Sur ce dernier point, rappelons que le 31 janvier dernier, le ministère de l’Éducation nationale, annonçait le gel provisoire du dispositif jusqu’en septembre, le plafond de 50 millions d’euros ayant été atteint. Si la Mél met la clef sous la porte, ce sont 30 000 élèves et leurs enseignants qui seront « privés de rencontres d’éducation artistique et culturelle », avec un impact évident sur l’activité des quelque 300 écrivains qui les mènent sur tout le territoire.

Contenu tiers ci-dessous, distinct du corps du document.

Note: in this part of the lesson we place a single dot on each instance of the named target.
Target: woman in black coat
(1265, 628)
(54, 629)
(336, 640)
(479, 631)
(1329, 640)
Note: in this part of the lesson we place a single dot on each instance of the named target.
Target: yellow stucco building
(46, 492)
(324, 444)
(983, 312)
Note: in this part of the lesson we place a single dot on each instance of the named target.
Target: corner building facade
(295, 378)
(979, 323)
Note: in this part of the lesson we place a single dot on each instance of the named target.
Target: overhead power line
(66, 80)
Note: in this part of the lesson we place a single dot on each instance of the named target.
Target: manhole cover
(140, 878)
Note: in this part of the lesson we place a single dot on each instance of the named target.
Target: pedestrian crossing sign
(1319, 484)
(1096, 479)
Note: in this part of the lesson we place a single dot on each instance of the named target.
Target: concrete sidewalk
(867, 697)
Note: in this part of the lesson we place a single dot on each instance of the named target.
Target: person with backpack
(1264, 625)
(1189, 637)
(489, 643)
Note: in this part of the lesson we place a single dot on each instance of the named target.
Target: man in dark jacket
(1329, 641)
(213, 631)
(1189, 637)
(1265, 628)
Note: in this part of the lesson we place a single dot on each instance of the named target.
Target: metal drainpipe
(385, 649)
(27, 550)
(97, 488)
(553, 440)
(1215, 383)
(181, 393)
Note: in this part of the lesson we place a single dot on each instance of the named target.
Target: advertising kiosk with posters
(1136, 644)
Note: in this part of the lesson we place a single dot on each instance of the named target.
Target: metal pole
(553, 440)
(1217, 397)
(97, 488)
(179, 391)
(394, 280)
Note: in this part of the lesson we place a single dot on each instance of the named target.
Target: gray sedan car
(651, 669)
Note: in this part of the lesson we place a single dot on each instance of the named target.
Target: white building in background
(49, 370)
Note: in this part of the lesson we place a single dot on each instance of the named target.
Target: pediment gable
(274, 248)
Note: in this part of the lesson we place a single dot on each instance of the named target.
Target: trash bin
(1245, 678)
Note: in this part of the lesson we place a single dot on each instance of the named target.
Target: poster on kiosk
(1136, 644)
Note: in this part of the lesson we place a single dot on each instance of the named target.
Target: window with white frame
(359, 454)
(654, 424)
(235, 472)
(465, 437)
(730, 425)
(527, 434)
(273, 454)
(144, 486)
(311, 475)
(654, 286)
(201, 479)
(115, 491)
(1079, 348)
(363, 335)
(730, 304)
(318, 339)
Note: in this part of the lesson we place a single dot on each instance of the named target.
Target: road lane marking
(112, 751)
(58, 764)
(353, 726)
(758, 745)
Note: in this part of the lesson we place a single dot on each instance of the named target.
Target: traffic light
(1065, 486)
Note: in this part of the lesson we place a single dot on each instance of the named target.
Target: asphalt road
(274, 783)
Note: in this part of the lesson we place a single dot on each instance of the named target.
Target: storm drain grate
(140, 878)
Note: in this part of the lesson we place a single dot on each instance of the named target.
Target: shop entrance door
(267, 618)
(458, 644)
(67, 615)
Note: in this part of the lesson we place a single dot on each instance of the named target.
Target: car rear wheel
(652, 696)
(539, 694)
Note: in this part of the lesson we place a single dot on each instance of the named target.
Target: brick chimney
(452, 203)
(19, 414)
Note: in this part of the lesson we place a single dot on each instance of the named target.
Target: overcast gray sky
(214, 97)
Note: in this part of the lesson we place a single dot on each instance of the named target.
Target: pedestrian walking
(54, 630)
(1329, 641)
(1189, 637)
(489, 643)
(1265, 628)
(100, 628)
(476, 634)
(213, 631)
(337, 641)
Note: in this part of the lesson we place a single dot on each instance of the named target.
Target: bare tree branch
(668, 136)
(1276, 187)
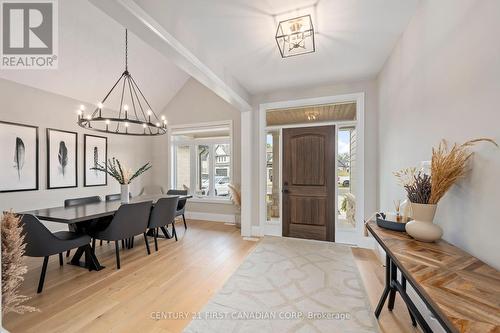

Un contexte général de coupes budgétaires
Dans un texte intitulé les Temps sont durs, publié par l’Humanité, l’écrivain Éric Pessan témoigne de ce travail de terrain : « À plusieurs reprises depuis bientôt vingt ans, la Mél m’a proposé d’animer des ateliers d’écriture en milieu scolaire. J’ai pris ma voiture ou je suis monté dans un train, j’ai rencontré des élèves, j’ai établi avec eux un contact et commencé un travail simple et ambitieux : leur montrer qu’ils ont le droit de s’exprimer, que lire et écrire sont des choses les concernant, qu’avec un peu de temps et d’écoute ils pouvaient s’approprier un projet artistique, s’y investir et produire une chose (un poème, des lettres ouvertes, un texte collectif, un manifeste pour la préservation des océans…) qui n’existait pas avant ma venue. »
Cette énième attaque contre la Maison des écrivains et de la littérature s’inscrit dans un contexte général de coupes drastiques opérées dans le budget de la Culture à l’échelle régionale et nationale, sans aucune discussion avec les structures concernées. « Derrière ce désengagement, c’est la casse du service public » constate Sylvie Gouttebaron, « le ministère de la Culture nous reproche de ne pas chercher de l’argent ailleurs, c’est faux, j’ai contacté une mécène potentielle. Mais faudrait-il que j’aille solliciter la Samaritaine et Bernard Arnault ? Les actions qui relèvent du travail de fond et ne sont pas visibles n’intéressent pas les mécènes. La vraie reconnaissance de notre travail, ce sont 10 élèves qui viennent en librairie avec leurs parents, pas des panneaux Decaux ».
Le ministère de la Culture ne souhaite pour l’instant pas répondre. De son côté, la Mél compte sur la mobilisation des auteurices et sur celle de tout le secteur de la culture. Après la pétition « Debout pour la culture ! » signée par plus de 40 000 artistes et professionnels, une AG est prévue le 25 février à 18 h 30 devant la Bourse du travail du 11e arrondissement de Paris, en attendant la grande mobilisation prévue la semaine du 17 mars.